Parte con il sesto posto del quartetto femminile in qualificazione l'avventura mondiale dell'Italia al velodromo di Berlino. La scelta del ct Salvoldi è caduta alla fine su Silvia Valsecchi che è stata schierata con Letizia Paternoster, Martina Alzini ed Elisa Balsamo. Le azzurre hanno chiuso con il tempo di 4.15.255 che vale, come detto, il sesto posto in una graduatoria guidata dagli Stati Uniti (Valente, Dygert, White e Williamson) che hanno fatto segnare il tenpo di 4.11.229.


Prestazione di rilievo, quella del nostro quartetto a dispetto degli acciacchi dovuti agli attacchi influenzali chechanno colpito molte ragazze: il 4.15.255 è nuovo record italiano e migliora il tempo di 4.15.915 stabilito a Gand lo scorso anno.


Domani nel primo turno l'Italia sfiderà la Germania (oggi settima in 4.15.477) cercando di ottenere uno dei due migliori tempi che aprono le porte della finale per la medaglia di bronzo. A contendersi l'oro saranno invece le vincenti delle sfide Usa-Nuova Zelanda e Gran Bretagna-Canada. A completare il quadro la sfida tra Australia, quinta, e Irlanda, ottava.
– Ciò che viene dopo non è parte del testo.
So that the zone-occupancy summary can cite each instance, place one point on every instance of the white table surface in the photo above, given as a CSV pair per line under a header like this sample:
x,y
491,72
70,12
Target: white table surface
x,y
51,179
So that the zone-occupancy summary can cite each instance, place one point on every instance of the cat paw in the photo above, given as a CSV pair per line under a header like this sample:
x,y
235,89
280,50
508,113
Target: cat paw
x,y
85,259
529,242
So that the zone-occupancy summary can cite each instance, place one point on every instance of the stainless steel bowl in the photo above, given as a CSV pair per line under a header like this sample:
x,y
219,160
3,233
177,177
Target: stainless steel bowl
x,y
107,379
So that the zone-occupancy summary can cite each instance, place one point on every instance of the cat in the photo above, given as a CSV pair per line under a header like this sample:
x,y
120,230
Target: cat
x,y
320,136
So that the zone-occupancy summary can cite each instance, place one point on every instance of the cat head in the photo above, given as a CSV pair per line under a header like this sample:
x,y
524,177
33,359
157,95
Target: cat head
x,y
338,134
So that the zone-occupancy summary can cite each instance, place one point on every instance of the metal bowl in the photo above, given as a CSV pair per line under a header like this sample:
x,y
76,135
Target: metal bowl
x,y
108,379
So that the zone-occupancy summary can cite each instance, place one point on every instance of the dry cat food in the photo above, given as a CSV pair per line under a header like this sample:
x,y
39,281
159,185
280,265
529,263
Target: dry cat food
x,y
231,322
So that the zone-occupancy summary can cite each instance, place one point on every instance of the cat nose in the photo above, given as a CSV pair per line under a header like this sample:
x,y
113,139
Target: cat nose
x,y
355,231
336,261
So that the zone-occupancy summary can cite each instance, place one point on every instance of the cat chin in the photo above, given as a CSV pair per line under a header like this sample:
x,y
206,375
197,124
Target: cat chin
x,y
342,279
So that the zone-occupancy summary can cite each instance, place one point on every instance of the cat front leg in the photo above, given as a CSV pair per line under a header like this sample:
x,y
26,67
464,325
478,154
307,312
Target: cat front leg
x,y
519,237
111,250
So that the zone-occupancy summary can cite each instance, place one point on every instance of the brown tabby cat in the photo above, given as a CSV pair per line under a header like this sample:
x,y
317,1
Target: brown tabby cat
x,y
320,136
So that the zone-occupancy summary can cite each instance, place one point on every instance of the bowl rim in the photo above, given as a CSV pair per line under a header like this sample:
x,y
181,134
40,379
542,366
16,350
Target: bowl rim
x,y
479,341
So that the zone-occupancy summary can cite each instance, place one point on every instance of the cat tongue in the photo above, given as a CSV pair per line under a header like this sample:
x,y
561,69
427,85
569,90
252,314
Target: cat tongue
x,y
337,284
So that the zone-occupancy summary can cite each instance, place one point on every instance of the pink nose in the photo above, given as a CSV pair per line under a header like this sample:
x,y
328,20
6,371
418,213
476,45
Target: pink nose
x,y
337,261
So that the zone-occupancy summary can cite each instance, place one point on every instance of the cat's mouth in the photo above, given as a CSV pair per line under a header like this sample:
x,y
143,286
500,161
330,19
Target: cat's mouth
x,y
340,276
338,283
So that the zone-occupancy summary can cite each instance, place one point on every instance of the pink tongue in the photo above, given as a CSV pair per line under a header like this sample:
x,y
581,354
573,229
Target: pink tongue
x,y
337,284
Le azzurre hanno corso montando 62x15 Alzini e Valsecchi, 58x14 Balsamo e Paternoster. L'ordine di partenza è stato Alzini, Paternoster, Balsamo, Valsecchi. Soddisfatto il tecnico Salvoldi per il record italiano seppur con un pizzico di amarezza per il quinto posto mancato per poco più di due decimi (Australia, 4.1.934), dato che nell'economia del torneo risulta essere molto importante.

Tra poco tocca agli azzurri. L'ordine di partenza prevede Lamon, Scartezzini, Consonni, Ganna. Ancora indeciso il tecnico Villa sul rapporto che monterà Ganna, alla fine del riscaldamento la decisione finale (se sarà diverso sarà leggermente più lungo). Quartetto con un assetto praticamente nuovo, senza l'utilizzo di Viviani (che arriverà stasera a Berlino), Plebani e Bertazzo (alle prese con problemi fisici): la lotta per l'accesso ai primi otto posti sarà serrata e nel primo turno non si potranno fare calcoli, bisognerà andare come si suol dire "a tutta".